Gallium oxide chip with transistor structures and for measurement purposes, processed at FBH via projection lithography. Credit: FBH/schurian.com
With a breakdown voltage of 1.8 kilovolts and a record power figure of merit of 155 megawatts per square centimeter, they achieve performance figures close to the theoretical material limit of gallium oxide.
At the same time, the breakdown field strengths achieved are significantly higher than those of established wide bandgap semiconductors such as silicon carbide or gallium nitride.
In order to achieve these improvements, the FBH team tackled the layer structure and gate topology. The basis was provided by substrates from the Leibniz Institute for Crystal Growth with an optimized epitaxial layer structure. As a result, the defect density could be reduced and electrical properties improved. This leads to lower on-state resistances.

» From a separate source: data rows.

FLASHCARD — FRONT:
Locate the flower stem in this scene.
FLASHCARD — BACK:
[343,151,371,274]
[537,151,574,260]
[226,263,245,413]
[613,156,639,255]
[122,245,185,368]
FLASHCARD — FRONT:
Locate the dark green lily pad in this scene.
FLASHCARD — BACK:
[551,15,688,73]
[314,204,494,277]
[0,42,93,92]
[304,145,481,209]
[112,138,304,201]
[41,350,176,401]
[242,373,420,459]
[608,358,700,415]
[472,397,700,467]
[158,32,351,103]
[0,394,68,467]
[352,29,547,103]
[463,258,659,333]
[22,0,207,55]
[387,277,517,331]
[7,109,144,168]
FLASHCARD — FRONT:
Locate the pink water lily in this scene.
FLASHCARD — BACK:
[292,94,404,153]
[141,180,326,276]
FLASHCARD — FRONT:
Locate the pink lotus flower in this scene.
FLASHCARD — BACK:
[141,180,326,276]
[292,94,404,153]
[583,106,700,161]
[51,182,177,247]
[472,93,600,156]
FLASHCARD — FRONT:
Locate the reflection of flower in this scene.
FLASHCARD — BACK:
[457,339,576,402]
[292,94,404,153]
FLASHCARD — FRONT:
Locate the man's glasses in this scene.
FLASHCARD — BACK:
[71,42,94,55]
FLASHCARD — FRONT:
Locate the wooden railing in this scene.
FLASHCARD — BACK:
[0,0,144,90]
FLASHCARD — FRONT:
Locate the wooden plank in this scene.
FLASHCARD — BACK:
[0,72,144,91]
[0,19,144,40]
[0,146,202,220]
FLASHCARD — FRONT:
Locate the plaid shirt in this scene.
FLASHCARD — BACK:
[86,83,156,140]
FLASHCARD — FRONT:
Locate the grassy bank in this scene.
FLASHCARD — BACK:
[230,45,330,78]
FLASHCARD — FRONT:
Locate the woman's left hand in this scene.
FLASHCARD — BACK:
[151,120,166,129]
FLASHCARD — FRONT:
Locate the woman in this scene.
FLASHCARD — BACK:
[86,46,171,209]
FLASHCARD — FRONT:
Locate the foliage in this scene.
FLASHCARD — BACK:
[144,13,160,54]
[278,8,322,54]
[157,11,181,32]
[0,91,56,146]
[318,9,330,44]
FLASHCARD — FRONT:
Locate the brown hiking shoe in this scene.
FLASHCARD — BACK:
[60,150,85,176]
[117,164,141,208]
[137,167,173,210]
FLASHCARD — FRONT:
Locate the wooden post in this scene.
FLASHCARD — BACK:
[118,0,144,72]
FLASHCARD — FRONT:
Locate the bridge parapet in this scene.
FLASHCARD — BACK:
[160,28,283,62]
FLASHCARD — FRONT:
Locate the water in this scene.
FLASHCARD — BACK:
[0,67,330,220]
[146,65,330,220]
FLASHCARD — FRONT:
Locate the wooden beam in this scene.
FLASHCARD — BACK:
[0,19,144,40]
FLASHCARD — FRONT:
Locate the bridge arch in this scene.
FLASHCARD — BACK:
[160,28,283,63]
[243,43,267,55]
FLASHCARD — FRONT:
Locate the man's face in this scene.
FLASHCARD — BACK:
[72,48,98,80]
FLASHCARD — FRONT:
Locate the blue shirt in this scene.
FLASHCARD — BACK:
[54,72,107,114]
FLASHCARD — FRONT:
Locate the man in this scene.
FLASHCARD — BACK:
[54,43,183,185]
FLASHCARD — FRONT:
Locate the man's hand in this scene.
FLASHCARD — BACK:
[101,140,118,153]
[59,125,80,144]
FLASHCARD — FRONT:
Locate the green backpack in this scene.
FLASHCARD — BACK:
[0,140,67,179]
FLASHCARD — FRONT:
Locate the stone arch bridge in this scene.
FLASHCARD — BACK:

The gate is the central switching point of field effect transistors, controlled by the gate-source voltage. Its topology has been further optimized, allowing to reduce high field strengths at the gate edge. This, in turn, leads to higher breakdown voltages.
The detailed results were published in IEEE Electron Device Letters.
Resources
Tetzner, K., Treidel, E. B., Hilt, O., Popp, A., Anooz, S. B., Wagner, G., … Wurfl, J. (2019). “Lateral 1.8 kV β-Ga2O3 MOSFET with 155 MW/cm2 power figure-of-merit.” IEEE Electron Device Letters, 1–1. doi: 10.1109/led.2019.2930189
If batteries had evolved at the same rate, the world would already have low cost extended range BEVs and lower cost small e-planes?
Posted by: HarveyD | 29 August 2019 at 10:03 AM
It's a pity that gallium is such a scarce element. I bet that silicon carbide is going to be the most common high-power semiconductor material for the same reason silicon won out over germanium: cost.